鳩藍@2023/12/28デビュー作発売

魔本司書ヴィオラの日常

 

 魔本司書ヴィオラの朝は、食料を調達しに図書館の中庭へ向かう事から始まる。


 図書館の中庭に設置されている飼育小屋から卵を失敬。家庭菜園の野菜とハーブ、軒下に吊るして干して置いたキノコをいくつか。果樹園は昼に来るのでここではスルー。

 収穫物をいったん厨房において、外に仕掛けて置いた罠の確認。ツノウサギを三羽も手に入れられたので、今日の晩御飯はちょっと贅沢にしようと決める。
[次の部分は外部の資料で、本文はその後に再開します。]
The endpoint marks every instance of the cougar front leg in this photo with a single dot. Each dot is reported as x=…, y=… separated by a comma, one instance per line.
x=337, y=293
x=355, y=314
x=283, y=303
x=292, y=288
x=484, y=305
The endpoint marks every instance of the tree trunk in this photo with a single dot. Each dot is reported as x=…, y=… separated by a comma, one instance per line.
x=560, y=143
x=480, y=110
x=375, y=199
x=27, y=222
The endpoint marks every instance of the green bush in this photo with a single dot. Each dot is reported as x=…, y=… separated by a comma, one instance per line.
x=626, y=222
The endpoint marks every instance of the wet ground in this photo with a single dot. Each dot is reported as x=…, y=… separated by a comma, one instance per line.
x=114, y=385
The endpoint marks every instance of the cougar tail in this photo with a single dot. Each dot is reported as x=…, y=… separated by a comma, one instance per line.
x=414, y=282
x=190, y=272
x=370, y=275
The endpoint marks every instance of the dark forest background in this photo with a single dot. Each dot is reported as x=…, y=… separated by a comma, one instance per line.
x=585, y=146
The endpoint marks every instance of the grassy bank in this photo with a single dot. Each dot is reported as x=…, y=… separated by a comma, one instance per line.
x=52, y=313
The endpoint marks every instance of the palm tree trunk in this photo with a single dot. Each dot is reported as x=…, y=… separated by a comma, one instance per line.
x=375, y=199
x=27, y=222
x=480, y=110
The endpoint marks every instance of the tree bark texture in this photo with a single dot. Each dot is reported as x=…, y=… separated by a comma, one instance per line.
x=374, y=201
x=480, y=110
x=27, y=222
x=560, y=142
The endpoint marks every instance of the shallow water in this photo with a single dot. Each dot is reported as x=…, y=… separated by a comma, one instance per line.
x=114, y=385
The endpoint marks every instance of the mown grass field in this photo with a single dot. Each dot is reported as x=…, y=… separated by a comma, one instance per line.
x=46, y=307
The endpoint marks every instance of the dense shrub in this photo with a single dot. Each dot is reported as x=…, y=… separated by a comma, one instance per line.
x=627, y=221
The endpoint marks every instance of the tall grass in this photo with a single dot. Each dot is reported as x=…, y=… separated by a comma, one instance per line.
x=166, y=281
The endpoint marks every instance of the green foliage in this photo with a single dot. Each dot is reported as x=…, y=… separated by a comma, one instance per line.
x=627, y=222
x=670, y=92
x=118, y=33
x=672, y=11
 外でツノウサギの肉を処理した後、簡易厨房に立った彼女は竈に火を入れ、朝食の準備の為に『同僚』を呼び出した。


「『百選』ちゃーん!」


 厨房の本棚から、使い込まれた一冊の本がヴィオラの声に応じて抜け出す。フワフワと宙を舞い、彼女の前までやって来て目の高さで制止した。


 本の表紙には『初心者でも簡単! お料理レシピ百選』とある。


「肉とキノコのスープの頁を開いてちょうだい」


 宙に浮いたままの本は、触れてもいないのに勝手に頁が捲れ、ヴィオラの指示通りの頁を開く。

 ヴィオラは本に書かれた手順どおりまず鍋に水を入れて火にかけ、ハーブで肉の臭みを取り、ひと口大に切ったキノコ・野菜と共に煮込んでいく。


「野菜オムレツの頁を開いてちょうだい」


 スープを煮込んでいる間に、ヴィオラはオムレツを作り始める。これまた本の手順通りに色とりどりの野菜を刻み、解いた卵と混ぜて塩を振り、油を敷いたフライパンで焼いていく。


 オムレツとスープ、堅焼きパンをテーブルの上に配膳。食後のお茶用にケトルに水を入れて竈の上に放置。


「命の糧に感謝を」


 簡単な祈りを捧げ、いざ実食。卵のコクと野菜の甘さが塩で上手い事引き締められた少し固めのオムレツに、ウサギ肉とセロリがホロホロに煮込まれ、脂と混ざったキノコの深い味わいが広がるスープ。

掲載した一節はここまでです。